Note these comments were made later in the meeting, however were comments regarding personal experiences with the system and so fit better here.

•    The client was one of a large number of attendees from the Chinese community. Both Cantonese and Mandarin speaking community members attended with translators. The client spoke through a translator.

•    The client reported further difficulties experienced in accessing services and information due to the language barrier.

•    The client expressed that she felt non-English speakers were excluded from conversations, getting information and feedback.

•    The client also reported that language became an issue when required to communicate with services including the police.


General discussion

After personal experiences were shared their was a general discussion about common themes of experiences. Throughout this part of the meeting more personal experience also came to light. The concerns raised in the general discussion strongly correlated with the themes, issues and concerns that were raised in people’s personal experiences.

The key concerns that were reported were:

1.       A lack of respect from services.

2.       Services being difficult to access when needed.

3.       Lack of connection and continuity between services. Housing should be linked to other services, not kept seperate from Health and welfare etc.

4.       Lack of connection and continuity between the processes followed by services and lack of resolution of problem.

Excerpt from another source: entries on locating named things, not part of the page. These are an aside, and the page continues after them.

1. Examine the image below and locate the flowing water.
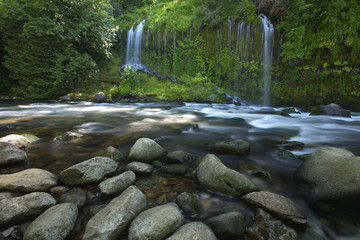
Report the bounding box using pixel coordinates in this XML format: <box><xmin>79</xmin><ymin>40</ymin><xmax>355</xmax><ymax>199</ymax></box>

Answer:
<box><xmin>0</xmin><ymin>102</ymin><xmax>360</xmax><ymax>239</ymax></box>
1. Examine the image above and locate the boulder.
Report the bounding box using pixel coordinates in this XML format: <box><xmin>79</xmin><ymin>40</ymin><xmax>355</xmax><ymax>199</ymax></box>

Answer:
<box><xmin>211</xmin><ymin>139</ymin><xmax>250</xmax><ymax>156</ymax></box>
<box><xmin>128</xmin><ymin>138</ymin><xmax>167</xmax><ymax>162</ymax></box>
<box><xmin>129</xmin><ymin>203</ymin><xmax>183</xmax><ymax>240</ymax></box>
<box><xmin>23</xmin><ymin>203</ymin><xmax>78</xmax><ymax>240</ymax></box>
<box><xmin>0</xmin><ymin>142</ymin><xmax>27</xmax><ymax>165</ymax></box>
<box><xmin>295</xmin><ymin>147</ymin><xmax>360</xmax><ymax>211</ymax></box>
<box><xmin>243</xmin><ymin>191</ymin><xmax>306</xmax><ymax>224</ymax></box>
<box><xmin>126</xmin><ymin>162</ymin><xmax>153</xmax><ymax>174</ymax></box>
<box><xmin>0</xmin><ymin>192</ymin><xmax>56</xmax><ymax>228</ymax></box>
<box><xmin>0</xmin><ymin>168</ymin><xmax>58</xmax><ymax>193</ymax></box>
<box><xmin>206</xmin><ymin>212</ymin><xmax>252</xmax><ymax>239</ymax></box>
<box><xmin>99</xmin><ymin>171</ymin><xmax>136</xmax><ymax>195</ymax></box>
<box><xmin>83</xmin><ymin>186</ymin><xmax>146</xmax><ymax>240</ymax></box>
<box><xmin>310</xmin><ymin>103</ymin><xmax>351</xmax><ymax>118</ymax></box>
<box><xmin>197</xmin><ymin>154</ymin><xmax>259</xmax><ymax>196</ymax></box>
<box><xmin>0</xmin><ymin>134</ymin><xmax>29</xmax><ymax>150</ymax></box>
<box><xmin>248</xmin><ymin>208</ymin><xmax>298</xmax><ymax>240</ymax></box>
<box><xmin>166</xmin><ymin>222</ymin><xmax>217</xmax><ymax>240</ymax></box>
<box><xmin>60</xmin><ymin>157</ymin><xmax>118</xmax><ymax>186</ymax></box>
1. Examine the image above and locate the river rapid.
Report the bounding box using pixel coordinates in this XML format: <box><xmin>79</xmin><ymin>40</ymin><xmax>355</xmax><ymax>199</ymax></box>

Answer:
<box><xmin>0</xmin><ymin>102</ymin><xmax>360</xmax><ymax>240</ymax></box>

5.       Services were not tailored to the needs of individuals. They were a blanket approach for all people, ignoring individual needs and experiences.

More generally, concerns were raised about:

Lack of services or Accessibility issues

•    Issues of translation and access for non-English speaking clients.

•    Lack of resources for mental health and the waiting times being of particular concern when services were required in a timely manner.

•    Communication breakdown between the community and services.

•    The under resourcing of services, exemplified by wait times and poor quality of service, was a common concern.

•    Residents raised real concerns about what services will be added under the new development. Concerns were raised that money was being spent to bring in more residents, however pre-existing services were under strain and so there was concern that the system would be pushed further into crisis if more services were not created to account for new residents.

•    There was a need to travel to most services, for example the hospitals.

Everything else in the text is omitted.